Practical Issues in SGML Publishing

[Mirrored from: http://www.sgmlbelux.be/96/gower.htm]

Practical Issues in SGML Publishing

Elizabeth Gower
Adobe Systems Europe
Uxbridge, UK

E-mail : egower@Adobe.com

Keywords: SGML, Publishing, Practical SGML

Getting Started in SGML Publishing

Once a company has an SGML publishing requirement, the question no longer is "What is SGML and how can it help me?", but "Where and how do I get started?". Frequently, this question is followed by the statement, "Help me--I have no idea where to start!".

When an SGML implementation team plans its project, there are some basic areas that need to be considered:

Legacy Data Conversion
Hardware and Network Capacity and Scalability
Software Features, Perfomance, and Customization
SGML-specific issues: Tables, IDs, Entities

Many SGML specialists focus on how SGML markup should be implemented in their publishing environment, but the success of your organization's SGML publishing system can be significantly impacted by issues related to legacy data conversion, system architecture and network performance.

For example, the structural inconsistencies in legacy data may severely impact your ability to apply SGML markup according to the requirements of an industry interchange DTD.

Or, the SGML editor that performed well in tests on a stand-alone Pentium with a 10 Mb file starts crashing during file saves on a 50 Mb file on an NFS-mounted network drive.

The trick in designing and implementing an SGML publishing system is to anticipate and make contingency plans for possible show-stoppers during each project phase.

Speaking of which, what ARE those possible show-stoppers?

Legacy Data Analysis and Conversion

Legacy data conversion problems are a major cause of project delay, or at worst, complete failure.

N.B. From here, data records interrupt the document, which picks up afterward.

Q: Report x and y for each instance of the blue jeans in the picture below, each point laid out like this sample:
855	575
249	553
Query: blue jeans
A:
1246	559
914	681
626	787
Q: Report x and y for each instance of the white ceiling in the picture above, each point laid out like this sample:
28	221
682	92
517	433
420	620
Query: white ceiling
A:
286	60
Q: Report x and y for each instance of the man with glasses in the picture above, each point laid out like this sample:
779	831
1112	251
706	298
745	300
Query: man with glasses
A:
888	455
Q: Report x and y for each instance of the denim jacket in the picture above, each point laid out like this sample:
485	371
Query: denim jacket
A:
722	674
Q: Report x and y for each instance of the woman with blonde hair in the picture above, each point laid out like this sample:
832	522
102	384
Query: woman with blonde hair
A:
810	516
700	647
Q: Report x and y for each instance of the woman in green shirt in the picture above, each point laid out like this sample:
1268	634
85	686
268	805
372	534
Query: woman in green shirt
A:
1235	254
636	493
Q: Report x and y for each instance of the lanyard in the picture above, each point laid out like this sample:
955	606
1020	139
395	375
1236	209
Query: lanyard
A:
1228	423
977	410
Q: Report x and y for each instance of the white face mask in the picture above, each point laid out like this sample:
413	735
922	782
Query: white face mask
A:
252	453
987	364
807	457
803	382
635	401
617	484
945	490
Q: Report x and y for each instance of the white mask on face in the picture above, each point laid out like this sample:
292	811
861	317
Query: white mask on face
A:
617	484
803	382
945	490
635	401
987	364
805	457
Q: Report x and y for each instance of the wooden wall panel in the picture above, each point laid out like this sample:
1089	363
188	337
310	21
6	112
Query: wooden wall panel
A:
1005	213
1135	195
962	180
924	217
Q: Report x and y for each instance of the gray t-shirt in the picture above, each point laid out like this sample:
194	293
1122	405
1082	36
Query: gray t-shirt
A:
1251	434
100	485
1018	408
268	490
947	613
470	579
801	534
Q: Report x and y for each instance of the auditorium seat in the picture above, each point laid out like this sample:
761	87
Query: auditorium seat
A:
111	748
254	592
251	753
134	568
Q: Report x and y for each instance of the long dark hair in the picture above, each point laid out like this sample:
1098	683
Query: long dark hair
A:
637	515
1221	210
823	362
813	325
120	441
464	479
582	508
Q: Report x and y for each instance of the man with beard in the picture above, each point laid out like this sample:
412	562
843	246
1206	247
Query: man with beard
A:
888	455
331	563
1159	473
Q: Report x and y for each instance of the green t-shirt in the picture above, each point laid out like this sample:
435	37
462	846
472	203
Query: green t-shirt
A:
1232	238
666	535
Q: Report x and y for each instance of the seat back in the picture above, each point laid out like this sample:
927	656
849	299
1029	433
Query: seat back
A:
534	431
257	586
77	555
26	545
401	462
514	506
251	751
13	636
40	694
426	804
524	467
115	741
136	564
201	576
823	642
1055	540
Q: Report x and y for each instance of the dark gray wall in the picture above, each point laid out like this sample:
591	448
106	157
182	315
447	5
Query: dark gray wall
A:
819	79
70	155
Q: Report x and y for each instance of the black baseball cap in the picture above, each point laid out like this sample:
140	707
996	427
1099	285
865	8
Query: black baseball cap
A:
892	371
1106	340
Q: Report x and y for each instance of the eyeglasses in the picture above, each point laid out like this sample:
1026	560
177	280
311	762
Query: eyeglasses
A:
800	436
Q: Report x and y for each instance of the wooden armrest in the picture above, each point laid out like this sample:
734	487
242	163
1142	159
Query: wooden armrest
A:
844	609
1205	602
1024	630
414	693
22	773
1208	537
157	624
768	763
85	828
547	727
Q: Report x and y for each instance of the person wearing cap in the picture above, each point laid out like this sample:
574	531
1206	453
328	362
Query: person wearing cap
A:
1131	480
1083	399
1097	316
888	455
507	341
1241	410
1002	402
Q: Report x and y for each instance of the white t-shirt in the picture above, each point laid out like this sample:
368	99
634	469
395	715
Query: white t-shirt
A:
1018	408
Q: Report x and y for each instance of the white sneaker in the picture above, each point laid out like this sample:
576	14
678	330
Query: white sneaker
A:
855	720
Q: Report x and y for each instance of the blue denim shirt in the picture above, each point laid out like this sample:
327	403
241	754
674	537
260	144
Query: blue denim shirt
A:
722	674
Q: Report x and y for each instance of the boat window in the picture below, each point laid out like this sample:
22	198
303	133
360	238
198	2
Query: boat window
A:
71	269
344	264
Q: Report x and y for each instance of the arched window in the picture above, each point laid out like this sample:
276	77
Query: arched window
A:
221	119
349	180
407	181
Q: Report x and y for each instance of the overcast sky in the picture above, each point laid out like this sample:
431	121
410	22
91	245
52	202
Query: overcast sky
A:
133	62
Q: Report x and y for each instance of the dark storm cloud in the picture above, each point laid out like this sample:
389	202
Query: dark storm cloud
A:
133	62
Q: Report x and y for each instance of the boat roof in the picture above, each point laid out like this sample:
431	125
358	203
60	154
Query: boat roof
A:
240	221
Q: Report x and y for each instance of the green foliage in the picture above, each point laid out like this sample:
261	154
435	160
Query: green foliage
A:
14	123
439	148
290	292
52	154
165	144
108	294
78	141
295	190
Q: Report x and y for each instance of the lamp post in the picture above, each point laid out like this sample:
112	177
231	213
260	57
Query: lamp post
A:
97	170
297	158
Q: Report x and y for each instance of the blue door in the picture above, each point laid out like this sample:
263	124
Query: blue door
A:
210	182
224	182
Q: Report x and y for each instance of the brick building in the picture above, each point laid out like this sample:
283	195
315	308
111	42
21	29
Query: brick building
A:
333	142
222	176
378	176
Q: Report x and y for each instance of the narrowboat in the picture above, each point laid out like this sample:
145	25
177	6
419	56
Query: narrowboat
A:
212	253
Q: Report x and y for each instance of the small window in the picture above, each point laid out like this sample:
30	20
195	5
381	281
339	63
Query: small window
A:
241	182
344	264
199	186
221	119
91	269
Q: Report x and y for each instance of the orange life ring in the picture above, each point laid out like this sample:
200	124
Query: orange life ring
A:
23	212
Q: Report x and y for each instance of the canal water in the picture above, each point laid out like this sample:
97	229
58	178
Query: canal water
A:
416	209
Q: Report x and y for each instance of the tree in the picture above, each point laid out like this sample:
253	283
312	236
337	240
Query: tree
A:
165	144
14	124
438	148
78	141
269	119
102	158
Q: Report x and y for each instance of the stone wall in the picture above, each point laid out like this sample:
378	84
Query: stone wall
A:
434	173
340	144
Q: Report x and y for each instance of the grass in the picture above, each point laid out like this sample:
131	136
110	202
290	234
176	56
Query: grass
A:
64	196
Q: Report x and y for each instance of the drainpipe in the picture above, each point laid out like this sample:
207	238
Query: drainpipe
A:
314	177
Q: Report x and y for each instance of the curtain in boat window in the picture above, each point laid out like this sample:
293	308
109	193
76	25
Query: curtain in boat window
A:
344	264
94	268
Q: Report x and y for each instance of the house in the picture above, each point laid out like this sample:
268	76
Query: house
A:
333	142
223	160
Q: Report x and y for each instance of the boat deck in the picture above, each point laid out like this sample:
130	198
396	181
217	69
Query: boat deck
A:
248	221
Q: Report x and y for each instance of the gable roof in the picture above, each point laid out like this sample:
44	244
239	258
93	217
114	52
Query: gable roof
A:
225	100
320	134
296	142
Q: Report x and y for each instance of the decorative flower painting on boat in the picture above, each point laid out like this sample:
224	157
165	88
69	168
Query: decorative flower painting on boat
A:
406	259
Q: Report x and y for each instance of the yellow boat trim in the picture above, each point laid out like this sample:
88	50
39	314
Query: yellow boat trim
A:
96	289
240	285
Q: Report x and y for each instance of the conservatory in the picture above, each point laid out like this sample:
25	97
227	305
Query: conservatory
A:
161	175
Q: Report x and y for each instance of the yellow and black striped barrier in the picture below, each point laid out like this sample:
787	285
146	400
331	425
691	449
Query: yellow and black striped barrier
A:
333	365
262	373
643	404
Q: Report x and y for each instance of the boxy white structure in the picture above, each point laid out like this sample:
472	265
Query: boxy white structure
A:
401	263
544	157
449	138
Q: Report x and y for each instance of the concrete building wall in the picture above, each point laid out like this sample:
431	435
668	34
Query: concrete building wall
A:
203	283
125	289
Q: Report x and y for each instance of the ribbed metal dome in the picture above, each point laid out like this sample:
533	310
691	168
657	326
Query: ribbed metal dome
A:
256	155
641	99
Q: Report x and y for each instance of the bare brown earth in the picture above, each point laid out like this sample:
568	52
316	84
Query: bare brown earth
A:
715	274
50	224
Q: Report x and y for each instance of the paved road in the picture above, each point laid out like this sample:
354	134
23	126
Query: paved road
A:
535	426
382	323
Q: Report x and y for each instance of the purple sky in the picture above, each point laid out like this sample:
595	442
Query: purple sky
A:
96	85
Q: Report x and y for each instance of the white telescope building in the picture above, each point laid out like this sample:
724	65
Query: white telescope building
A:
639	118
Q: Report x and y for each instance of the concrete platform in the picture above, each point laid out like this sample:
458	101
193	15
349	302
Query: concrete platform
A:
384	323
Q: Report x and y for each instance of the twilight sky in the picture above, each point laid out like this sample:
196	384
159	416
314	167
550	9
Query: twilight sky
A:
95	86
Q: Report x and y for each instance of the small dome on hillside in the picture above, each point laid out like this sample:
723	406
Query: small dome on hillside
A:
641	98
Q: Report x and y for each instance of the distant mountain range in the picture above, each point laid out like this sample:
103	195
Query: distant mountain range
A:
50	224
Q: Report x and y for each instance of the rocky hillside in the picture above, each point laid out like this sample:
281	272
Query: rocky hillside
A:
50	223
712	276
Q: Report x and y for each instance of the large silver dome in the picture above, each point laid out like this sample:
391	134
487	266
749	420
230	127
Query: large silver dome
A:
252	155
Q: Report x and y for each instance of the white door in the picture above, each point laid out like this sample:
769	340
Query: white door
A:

It is impossible to plan even halfway accurately for your SGML publishing project unless a thorough study has been made of the legacy data and SGML conversion requirements involved. The starting point for developing SGML conversion requirements is usually an industry interchange DTD and your existing documents. Here is a brief checklist for legacy data conversion:

Document conversion rules for your documents
Prior to accepting bids, make site visits to potential conversion vendors
Tour production facility and meet staff
Understand procedure for error recycling
If vendor facility meets approval, submit full-size samples of all candidate documents for analysis

Many companies use an authoring DTD that is different from the industry interchange DTD they must deliver to. In many cases, the authoring DTD is adapted from the interchange DTD. In other cases, the existing documents look radically different from the interchange DTD, and some type of transformation process must be used to convert the internal SGML structure to an instance that complies with the interchange DTD.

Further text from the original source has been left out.